Skip to main content

Symon.AI help center

One Hot Encoder and Category Encoder

Abstract

In Symon.AI, you have several different strategies to apply encoding. However, when using any of the smart tools in Symon.AI, applying an encoder is not necessary because it's automatically applied.

When working in data science, you may be accustomed to turning everything into a number. This is because data science tools often don't accept text fields. Typically, you start with fields containing categorical information and transform them into numbers. Then you can use a machine learning package to solve classification and regression problems. The different ways of transforming these text fields into numbers are called encodings.

In Symon.AI, you have several different strategies to apply encoding. However, when using any of the smart tools in Symon.AI, applying an encoder is not necessary because it's automatically applied.

One of the simplest encoders is one hot encoding. When used, the one hot encoder takes the specific values of a categorical column and breaks them out into their own columns. This is best used for nominal column types with low cardinality, where the categories these columns contain are names or labels, with no specific order implied. Examples of nominal columns are color or a type of restaurant.

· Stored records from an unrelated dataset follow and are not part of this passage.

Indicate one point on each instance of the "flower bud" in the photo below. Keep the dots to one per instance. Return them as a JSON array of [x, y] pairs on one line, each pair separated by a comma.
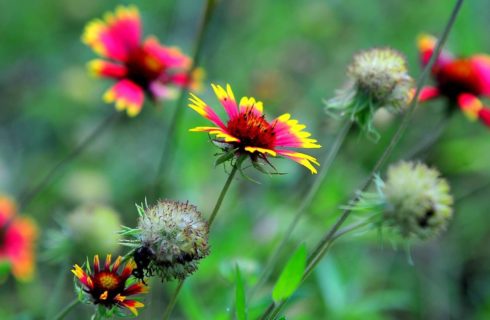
[[418, 202], [377, 78], [176, 235]]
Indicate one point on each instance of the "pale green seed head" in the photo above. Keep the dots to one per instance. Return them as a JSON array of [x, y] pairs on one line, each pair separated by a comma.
[[418, 202], [177, 235]]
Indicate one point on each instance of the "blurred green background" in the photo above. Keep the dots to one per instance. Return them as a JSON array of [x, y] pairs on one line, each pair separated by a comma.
[[291, 54]]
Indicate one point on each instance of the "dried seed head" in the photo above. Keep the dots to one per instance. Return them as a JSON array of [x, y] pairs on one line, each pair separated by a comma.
[[378, 78], [382, 74], [418, 202], [177, 236]]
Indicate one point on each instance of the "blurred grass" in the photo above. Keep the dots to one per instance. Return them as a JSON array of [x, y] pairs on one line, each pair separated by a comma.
[[291, 54]]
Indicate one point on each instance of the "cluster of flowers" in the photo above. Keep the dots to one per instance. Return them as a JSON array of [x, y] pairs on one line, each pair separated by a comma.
[[171, 237]]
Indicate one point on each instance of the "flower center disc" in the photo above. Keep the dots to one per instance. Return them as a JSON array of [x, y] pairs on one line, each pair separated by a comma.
[[458, 77], [107, 281], [252, 130], [143, 68]]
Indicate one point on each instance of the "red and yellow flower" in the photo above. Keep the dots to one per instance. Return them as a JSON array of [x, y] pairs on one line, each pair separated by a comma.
[[108, 287], [461, 80], [138, 67], [247, 132], [17, 240]]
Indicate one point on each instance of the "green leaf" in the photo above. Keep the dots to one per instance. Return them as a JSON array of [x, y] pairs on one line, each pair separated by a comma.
[[240, 303], [291, 275]]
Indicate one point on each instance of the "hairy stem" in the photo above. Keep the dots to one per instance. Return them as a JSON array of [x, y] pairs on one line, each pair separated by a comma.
[[217, 206]]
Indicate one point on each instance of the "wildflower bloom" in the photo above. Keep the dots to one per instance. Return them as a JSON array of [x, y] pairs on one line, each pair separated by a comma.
[[462, 81], [138, 68], [377, 78], [17, 240], [247, 132], [171, 238], [107, 286]]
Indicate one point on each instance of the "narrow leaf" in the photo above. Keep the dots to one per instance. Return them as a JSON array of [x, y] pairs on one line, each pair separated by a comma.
[[240, 303], [291, 275]]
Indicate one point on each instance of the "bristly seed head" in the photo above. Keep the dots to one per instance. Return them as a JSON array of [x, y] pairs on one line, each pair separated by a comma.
[[177, 236], [418, 202], [378, 78]]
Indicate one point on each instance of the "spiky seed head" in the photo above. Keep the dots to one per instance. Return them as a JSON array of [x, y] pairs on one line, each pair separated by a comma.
[[377, 78], [418, 200], [178, 237]]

Here is a more practical example:

A column describes the lead status that will become 4 columns.

  1. Email received

  2. Email opened

  3. Lead updated

  4. Meeting booked

After applying the one hot encoder, the categories are represented by numbers instead. Each lead status corresponds to one of the possible values and contains a value 1 to represent that value.

  1. Email_received = 1

  2. Email_opened = 0

  3. Lead_updated = 0

  4. Meeting_booked = 0

Whichever column has a value of 1, the other three columns will have a value of 0.

The other type of encoder in Symon.AI is the category encoder. This encoding is best used for nominal columns with high cardinality that have greater than 20 unique values such as countries, cities, or sales representative IDs.

Replacement tools are used to perform ordinal encoding and map how qualified the leads are according to this scale:

  • 0 - Unknown

  • 1 - Poor fit

  • 2 - Medium fit

  • 3 - Good fit

Encoder_3_.png

Tip

The one hot encoder works best with less than 12 categories. If you have more than 12 categories, it's better to roll up the categories into higher levels, like defining parent categories for a small set of sub-categories.